Special Issue "Green and Biodegradable Additives and Fillers for Polymers"

A special issue of Polymers (ISSN 2073-4360). This special issue belongs to the section "Circular and Green Polymer Science".

Deadline for manuscript submissions: closed (31 March 2021) | Viewed by 2148

Special Issue Editors

Prof. Dr. Pierangiola Bracco
E-Mail Website
Guest Editor
Department of Chemistry, University of Torino, Via Pietro Giuria 7, 10125 Torino, Italy
Interests: biomedical polymers; polymer degradation and stabilization; electrospinning; polymer characterization, polymer irradiation
Special Issues, Collections and Topics in MDPI journals
Prof. Dr. Marco Zanetti
E-Mail Website
Guest Editor
Department of Chemistry, University of Torino, Via Pietro Giuria 7, 10125 Torino, Italy
Interests: polymer degradation and stability; electrospinning; nanocomposites; carbon materials; flame retardant; biomedical polymers
Special Issues, Collections and Topics in MDPI journals

Special Issue Information

Dear Colleagues,

The reduction of fossil resources, increase in energy demand, and global warming are stimulating the growth in demand for renewable polymeric products with low environmental impact. Alternatives to fossil-derived polymeric materials have sparked growing interest among researchers and industrialists and advances in technology have opened up new windows of opportunity to explore the potential of biopolymers. “Green” attention has often been focused on the polymer alone or at most on the production process. However, polymeric materials are rarely usable in pure form. Since the beginnings of the plastics industry, it has been necessary to add a variety of substances to a base polymer to make it at least processable. It has also been clear that additives are needed to obtain polymeric products suitable for most applications, to improve desirable properties and to eliminate or mitigate undesirable properties. As a result, a multitude of chemicals is generally needed to obtain adequate properties and the durability of the polymeric product, such as fillers, flame retardants, antioxidants, pigments, and so on. Hence, it is unimaginable to develop new polymers based on green chemistry paradigms without applying the same approach to additives and fillers. 

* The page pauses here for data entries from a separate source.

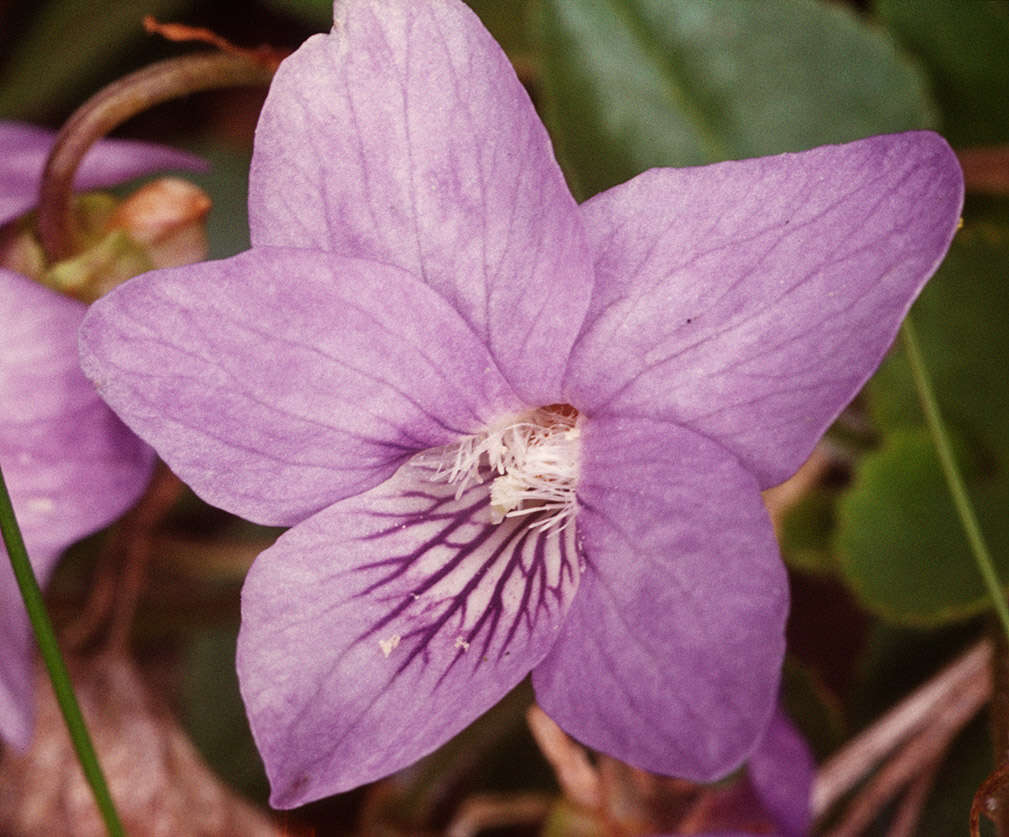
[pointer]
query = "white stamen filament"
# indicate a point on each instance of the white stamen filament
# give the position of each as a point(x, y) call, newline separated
point(536, 458)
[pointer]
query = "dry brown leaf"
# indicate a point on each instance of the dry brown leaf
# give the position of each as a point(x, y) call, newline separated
point(158, 782)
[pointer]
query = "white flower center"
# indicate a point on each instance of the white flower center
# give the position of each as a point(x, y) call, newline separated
point(536, 458)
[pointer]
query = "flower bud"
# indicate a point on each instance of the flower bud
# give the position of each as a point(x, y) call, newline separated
point(160, 225)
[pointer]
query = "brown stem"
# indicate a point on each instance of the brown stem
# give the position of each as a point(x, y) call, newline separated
point(925, 748)
point(114, 599)
point(111, 107)
point(905, 821)
point(846, 768)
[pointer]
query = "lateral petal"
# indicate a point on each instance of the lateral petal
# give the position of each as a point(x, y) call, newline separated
point(376, 629)
point(70, 465)
point(279, 381)
point(23, 149)
point(405, 136)
point(751, 301)
point(670, 655)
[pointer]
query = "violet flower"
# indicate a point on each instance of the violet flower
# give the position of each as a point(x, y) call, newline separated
point(70, 465)
point(510, 433)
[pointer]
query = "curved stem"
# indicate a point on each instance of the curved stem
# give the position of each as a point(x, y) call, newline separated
point(111, 107)
point(969, 520)
point(49, 648)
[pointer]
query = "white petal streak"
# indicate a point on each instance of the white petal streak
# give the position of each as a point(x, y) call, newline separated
point(379, 627)
point(455, 583)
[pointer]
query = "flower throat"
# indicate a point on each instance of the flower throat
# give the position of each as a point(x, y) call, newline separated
point(533, 461)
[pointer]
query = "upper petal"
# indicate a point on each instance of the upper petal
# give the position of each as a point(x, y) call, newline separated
point(376, 629)
point(670, 655)
point(279, 381)
point(404, 135)
point(70, 465)
point(23, 149)
point(751, 300)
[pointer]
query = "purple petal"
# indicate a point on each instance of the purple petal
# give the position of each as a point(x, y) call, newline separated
point(381, 626)
point(750, 301)
point(405, 136)
point(23, 149)
point(781, 772)
point(279, 381)
point(670, 656)
point(70, 464)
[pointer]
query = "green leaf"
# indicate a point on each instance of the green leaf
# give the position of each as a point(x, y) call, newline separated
point(506, 20)
point(964, 47)
point(911, 564)
point(68, 47)
point(961, 323)
point(806, 532)
point(634, 84)
point(899, 540)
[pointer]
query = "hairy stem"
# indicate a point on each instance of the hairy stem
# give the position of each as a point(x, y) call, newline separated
point(114, 105)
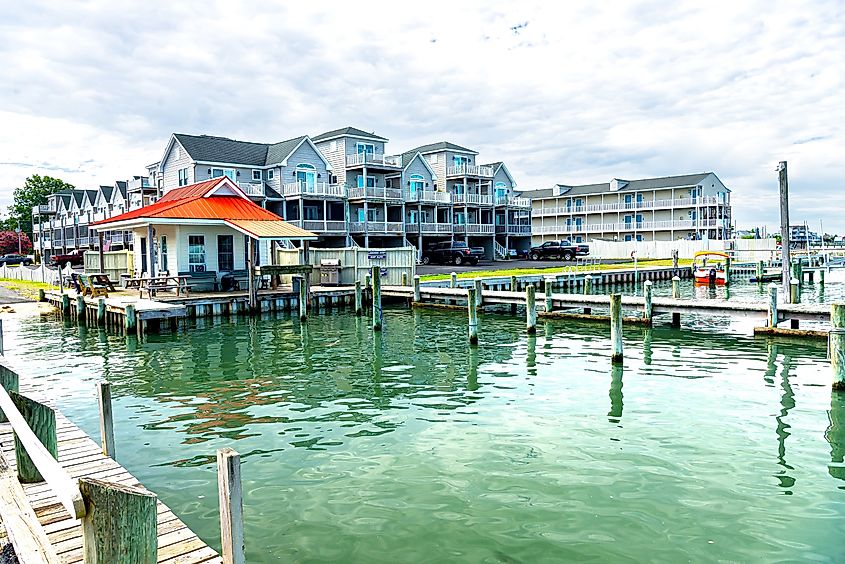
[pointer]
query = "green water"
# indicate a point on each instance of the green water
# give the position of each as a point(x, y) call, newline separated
point(410, 447)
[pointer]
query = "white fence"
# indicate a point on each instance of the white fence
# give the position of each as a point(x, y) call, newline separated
point(356, 262)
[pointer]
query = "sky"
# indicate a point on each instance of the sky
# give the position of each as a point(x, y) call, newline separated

This Special Issue will focus on original and innovative research in the field of green and biodegradable additives and fillers for polymers. Submissions are welcome on topics related to green additives, naturally sourced fillers, and their applications in the production and recycling of low-impact polymeric products.

Prof. Dr. Pierangiola Bracco
Prof. Dr. Marco Zanetti
Guest Editors

Manuscript Submission Information

Manuscripts should be submitted online at www.mdpi.com by registering and logging in to this website. Once you are registered, click here to go to the submission form. Manuscripts can be submitted until the deadline. All submissions that pass pre-check are peer-reviewed. Accepted papers will be published continuously in the journal (as soon as accepted) and will be listed together on the special issue website. Research articles, review articles as well as short communications are invited. For planned papers, a title and short abstract (about 100 words) can be sent to the Editorial Office for announcement on this website.

Submitted manuscripts should not have been published previously, nor be under consideration for publication elsewhere (except conference proceedings papers). All manuscripts are thoroughly refereed through a single-blind peer-review process. A guide for authors and other relevant information for submission of manuscripts is available on the Instructions for Authors page. Polymers is an international peer-reviewed open access semimonthly journal published by MDPI.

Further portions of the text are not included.